From the landscape to the doorknob. For Horma, the Spanish studio behind Casa DM, each residential project is a holistic exercise that encompasses both the grand scheme and the smallest detail. That explains why Casa DM feels like a thoughtful assemblage, with curved volumes meeting straight edges and off-white lime facades contrasting with tile grids in terracotta hues.
This particular finish is exemplary of the studio’s overall approach: “The exterior tile interests us for the colour, texture and relationship with the landscape.
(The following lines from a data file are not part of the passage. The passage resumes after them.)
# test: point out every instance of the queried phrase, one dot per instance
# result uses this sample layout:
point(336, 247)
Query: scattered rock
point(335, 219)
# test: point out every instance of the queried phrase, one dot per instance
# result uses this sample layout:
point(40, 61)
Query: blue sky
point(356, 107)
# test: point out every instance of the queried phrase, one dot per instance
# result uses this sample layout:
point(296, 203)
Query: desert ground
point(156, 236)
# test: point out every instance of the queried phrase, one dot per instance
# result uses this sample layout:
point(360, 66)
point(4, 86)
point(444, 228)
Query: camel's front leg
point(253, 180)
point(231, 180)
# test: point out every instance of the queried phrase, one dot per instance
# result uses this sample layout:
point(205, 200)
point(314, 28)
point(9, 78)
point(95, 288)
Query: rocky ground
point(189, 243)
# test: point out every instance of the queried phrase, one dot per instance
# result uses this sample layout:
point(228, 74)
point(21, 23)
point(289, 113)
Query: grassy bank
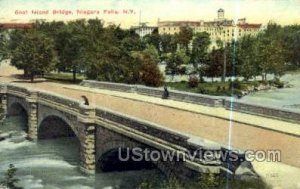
point(64, 77)
point(234, 88)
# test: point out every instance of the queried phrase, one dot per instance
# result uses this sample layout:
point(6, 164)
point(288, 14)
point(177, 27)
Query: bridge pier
point(87, 150)
point(87, 139)
point(32, 115)
point(3, 102)
point(3, 106)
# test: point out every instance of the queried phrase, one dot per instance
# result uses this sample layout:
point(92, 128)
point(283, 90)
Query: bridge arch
point(110, 146)
point(54, 126)
point(18, 109)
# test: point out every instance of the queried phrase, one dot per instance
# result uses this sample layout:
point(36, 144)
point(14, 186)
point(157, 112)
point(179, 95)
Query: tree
point(10, 180)
point(248, 67)
point(71, 39)
point(199, 55)
point(214, 65)
point(35, 53)
point(168, 43)
point(184, 38)
point(176, 63)
point(269, 56)
point(3, 45)
point(150, 73)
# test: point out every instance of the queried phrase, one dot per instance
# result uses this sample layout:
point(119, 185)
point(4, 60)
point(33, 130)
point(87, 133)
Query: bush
point(193, 82)
point(236, 84)
point(151, 75)
point(277, 83)
point(201, 90)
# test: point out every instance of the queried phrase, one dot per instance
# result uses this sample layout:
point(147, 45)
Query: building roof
point(219, 23)
point(180, 23)
point(249, 26)
point(16, 25)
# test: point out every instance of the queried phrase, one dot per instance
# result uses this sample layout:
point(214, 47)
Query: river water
point(53, 163)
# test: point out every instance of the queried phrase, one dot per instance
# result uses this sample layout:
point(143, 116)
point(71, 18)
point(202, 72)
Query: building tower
point(221, 14)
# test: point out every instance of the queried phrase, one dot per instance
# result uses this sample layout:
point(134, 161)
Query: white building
point(143, 29)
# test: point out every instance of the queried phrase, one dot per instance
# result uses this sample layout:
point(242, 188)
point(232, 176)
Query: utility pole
point(224, 64)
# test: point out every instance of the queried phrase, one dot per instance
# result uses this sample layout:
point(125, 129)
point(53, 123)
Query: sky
point(256, 11)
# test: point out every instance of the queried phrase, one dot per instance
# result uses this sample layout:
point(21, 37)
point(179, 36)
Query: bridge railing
point(72, 104)
point(19, 90)
point(184, 142)
point(194, 146)
point(215, 101)
point(266, 111)
point(156, 92)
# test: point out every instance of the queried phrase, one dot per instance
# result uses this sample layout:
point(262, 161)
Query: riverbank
point(228, 88)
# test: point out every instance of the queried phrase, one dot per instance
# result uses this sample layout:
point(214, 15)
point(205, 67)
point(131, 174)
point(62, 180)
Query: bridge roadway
point(213, 123)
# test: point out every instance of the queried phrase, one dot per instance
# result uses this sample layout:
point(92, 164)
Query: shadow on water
point(54, 163)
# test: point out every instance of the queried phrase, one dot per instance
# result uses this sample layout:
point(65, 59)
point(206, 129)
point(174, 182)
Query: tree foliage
point(34, 53)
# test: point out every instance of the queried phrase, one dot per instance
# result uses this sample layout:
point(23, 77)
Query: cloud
point(282, 11)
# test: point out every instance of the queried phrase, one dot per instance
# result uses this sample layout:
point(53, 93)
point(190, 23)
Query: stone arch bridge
point(100, 130)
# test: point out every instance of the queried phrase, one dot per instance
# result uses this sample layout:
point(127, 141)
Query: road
point(215, 124)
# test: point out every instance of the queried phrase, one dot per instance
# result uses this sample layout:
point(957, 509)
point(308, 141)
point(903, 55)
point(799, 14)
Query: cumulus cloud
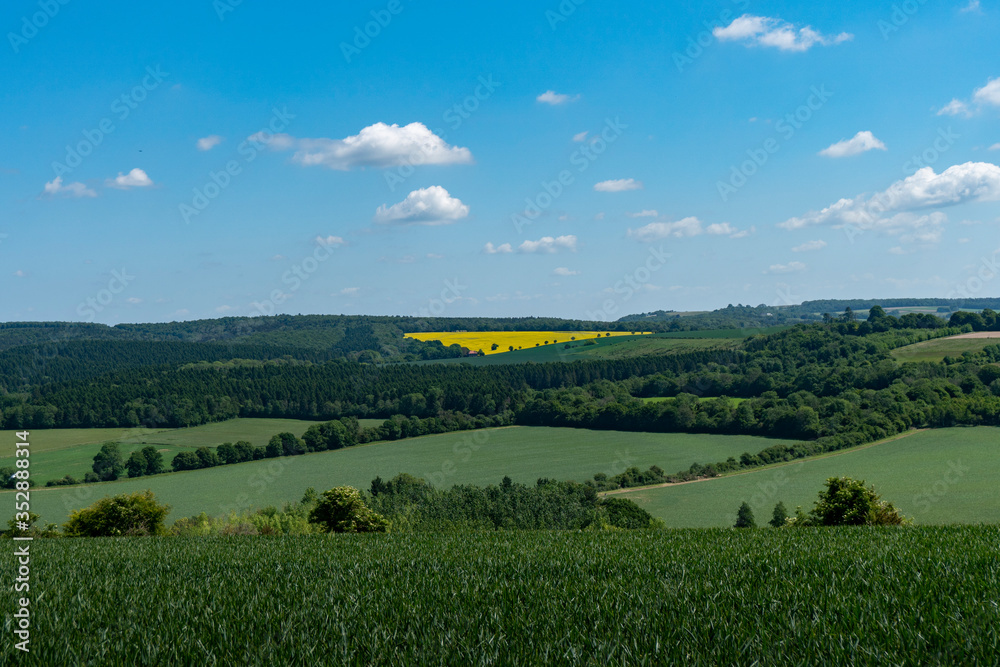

Since it’s the opposite of green, it highlights the greenery around,” says Nacho Juan, one of Horma’s three founders. “But it also has a constructive side that demands precision: It gives us a small metric to measure something very large.”
On a broader scale, the long and linear 500-square-metre home, built for a couple with two children in a single-family-home enclave of Puerto de Sagunto, near Valencia, appears different from its various angles. It takes on the peaked roof of a traditional abode at its east-side entrance — where expanses of sliding glass open it up to the outdoor pool — while its opposite end exudes po-mo-by-way-of-Spain. Since the clients wanted to live on one floor, the architects planned all the spaces, both private and communal, on the main level, with programs like the living room and kitchen gathered toward the east and the three bedrooms spread out toward the west.
Later on, they decided to add an upstairs guest floor with two bedrooms and a study, and then a basement for activities: a cinema, a small heated swimming pool and an area for games or parties. The interior details balance an eclectic style with a refined sensibility. The terrazzo flooring is embedded with small stones that match the rusty red of the exterior. The home’s furniture, both specified and bespoke, also picks up this accent, from the dining room’s Marset lights to the kitchen’s 1970s-esque curvy island, which is crafted from a deep-toned cherrywood that brings out the light maple cabinets. Rather than levers (the firm eschewed hardware wherever possible, except for the statement doorknob at the main entrance), a repeating circular handle is cut into much of the millwork, one that echoes the home’s motif of shape and void.
Expressive gestures inside and out connect enclosed volumes and wide-open spaces. One of the major features is a courtyard staircase, which leads from the main level to the basement pool and is wrapped in a metal-mesh cylinder. The decision was born of pragmatism — the clients were afraid the stair would otherwise be unsafe for their kids — but the result is sculptural.
The lines between interior and exterior are further blurred by the numerous entry points, many of them automatic sliding doors with tinted glass that’s reflective on the outside for privacy. “We have a special way of understanding the program by the transitions in the entrances,” explains Juan. This desire to bring the outdoors in also applies to the opaque back facade: It all but blocks out views of the surrounding buildings, which constituted an eyesore, but still lets in light via a narrow skylight.
A small studio led by three partners — Juan founded it with Clara Cantó and José Iborra — Horma is named after the Spanish word for shoe last. “It’s the thing that gives shape but then disappears,” Juan explains. Across their portfolio, common characteristics emerge, including clean lines, a playful use of geometry, warm materials like bricks and tiles, and a touch of the modern Mediterranean movement — they love the work of Spanish architects of the 1960s, like José Antonio Coderch de Sentmenat, Josep Lluís Sert and Antoni Bonet i Castellana.
While they align themselves with these stars, their beginnings were humble: Opened in 2012, the studio could at first only nail small-budget home renovations. But it was through these projects that they dreamed big. “It allowed us to dedicate a lot of time to very small things, which we studied in great detail,” says Juan. “This generated a way of proceeding that we never abandoned — and that has become what distinguishes us. We dedicate to each project the same attention and affection that we had at the beginning, even if we have changed the scale.”
Spain’s Horma Estudio crafts an expressive home that contrasts shapes, textures and tones at every angle.